Reputation: 130
Given the following Data Frame:
df = pd.DataFrame({'term' : ['analys','applic','architectur','assess','item','methodolog','research','rs','studi','suggest','test','tool','viewer','work'],
'newValue' : [0.810419, 0.631963 ,0.687348, 0.810554, 0.725366, 0.742715, 0.799152, 0.599030, 0.652112, 0.683228, 0.711307, 0.625563, 0.604190, 0.724763]})
df = df.set_index('term')
print(df)
newValue
term
analys 0.810419
applic 0.631963
architectur 0.687348
assess 0.810554
item 0.725366
methodolog 0.742715
research 0.799152
rs 0.599030
studi 0.652112
suggest 0.683228
test 0.711307
tool 0.625563
viewer 0.604190
work 0.724763
I am trying to update values in this string behind each "^" with the values from the Data Frame.
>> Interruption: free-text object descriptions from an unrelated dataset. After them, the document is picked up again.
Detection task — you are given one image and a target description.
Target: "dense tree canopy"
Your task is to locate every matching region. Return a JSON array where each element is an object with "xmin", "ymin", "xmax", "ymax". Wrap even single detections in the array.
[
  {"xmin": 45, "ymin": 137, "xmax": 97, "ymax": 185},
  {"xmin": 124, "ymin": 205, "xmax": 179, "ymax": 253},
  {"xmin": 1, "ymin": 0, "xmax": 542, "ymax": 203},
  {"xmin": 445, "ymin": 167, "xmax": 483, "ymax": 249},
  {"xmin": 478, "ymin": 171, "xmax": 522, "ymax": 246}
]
(analysi analys^0.8046919107437134 studi^0.6034331321716309 framework methodolog^0.7360332608222961 architectur^0.6806665658950806)^0.0625 (recommend suggest^0.6603200435638428 rs^0.5923488140106201)^0.125 (system tool^0.6207902431488037 applic^0.610009491443634)^0.25 (evalu assess^0.7828741073608398 test^0.6444937586784363)^0.5
Additionally, this should be done with regard to the corresponding word such that I get this:
(analysi analys^0.810419 studi^0.652112 framework methodolog^0.742715 architectur^0.687348)^0.0625 (recommend suggest^0.683228 rs^0.599030)^0.125 (system tool^0.625563 applic^0.631963)^0.25 (evalu assess^0.810554 test^0.711307)^0.5
Thanks in advance for helping!
Upvotes: 1
Views: 67
Reputation: 405715
The best way I could come up with does this in multiple stages.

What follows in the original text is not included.